Well I had another of my patented sleepless nights last night. I was prescribed Ambien two days ago and it worked well the night before, but I decided not to take it last night.

Here's how I'm coping with the disappointment: I'm going to Istanbul. ...and Italy.

I booked airfare to from home to Rome, and then, a week later, flying from Rome to Istanbul. Right smack at the beginning of 2012, I leave Minneapolis on New Year's Day.

I oughtta be thrilled. I seem to be going through odd grief over the sudden death of my study abroad plans. I actually felt like I got over it pretty quick after the initial hour or two of heartbreak. I started looking forward to the other opportunities that will now be open to me without this study abroad in place: First, all the money I was going to tap for the study abroad. It's freed up. Mostly I'll be saving it to keep living while I focus on school, but I'm tapping into a little of it for the new trip abroad. The entire airfare was just over $1300, though. I really should be celebrating naked in the streets. That's the total cost to fly from here to Rome, Rome to Istanbul, and then back home. Hostels are also awful cheap so lodging won't bruise me too bad, either.

I also bought two tickets to Les Miserables here in Minneapolis for my fiance and myself.

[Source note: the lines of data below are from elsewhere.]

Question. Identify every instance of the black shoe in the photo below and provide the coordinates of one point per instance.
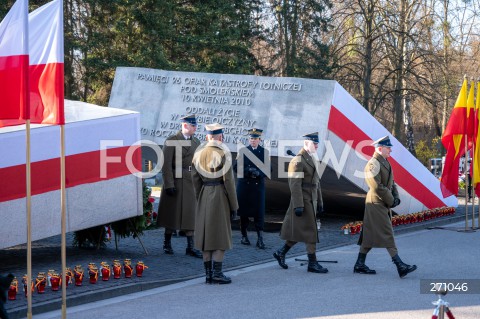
(193, 252)
(260, 243)
(360, 267)
(167, 244)
(245, 241)
(402, 268)
(208, 271)
(279, 255)
(167, 248)
(218, 276)
(314, 266)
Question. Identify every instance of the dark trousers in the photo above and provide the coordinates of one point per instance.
(245, 221)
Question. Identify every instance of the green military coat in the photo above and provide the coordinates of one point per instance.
(216, 198)
(178, 211)
(377, 224)
(306, 193)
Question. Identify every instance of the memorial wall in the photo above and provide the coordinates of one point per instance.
(286, 109)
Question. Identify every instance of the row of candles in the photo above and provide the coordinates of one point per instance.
(53, 279)
(355, 227)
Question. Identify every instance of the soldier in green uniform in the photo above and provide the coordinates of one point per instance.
(381, 197)
(214, 186)
(306, 202)
(177, 201)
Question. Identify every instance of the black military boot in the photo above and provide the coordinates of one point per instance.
(314, 266)
(218, 276)
(280, 256)
(245, 240)
(360, 267)
(208, 271)
(402, 268)
(192, 251)
(260, 243)
(167, 244)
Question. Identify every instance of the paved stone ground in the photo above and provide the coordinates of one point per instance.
(163, 269)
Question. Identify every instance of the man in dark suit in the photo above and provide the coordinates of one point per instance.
(177, 201)
(377, 231)
(5, 282)
(300, 223)
(251, 186)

Anyway, even though I just booked the Italy/Istanbul trip less than an hour ago, I'm not overwhelmed with excitement. It's probably the sleepless night. The pressure of the current semester of school is still on. The weather's starting to turn cold. I'm sure there is plenty of lingering disappointment over the thwarted study abroad plans. I think a big thing is that I'll be taking this trip alone, and I don't speak Italian or Turkish so I suppose I'm a little anxious about how well I'll get around when I'm over there. That is probably the big thing. I'm going, though. It's Europe, not Nanking.

I'll be fulfilling a lifelong dream in visiting Italy.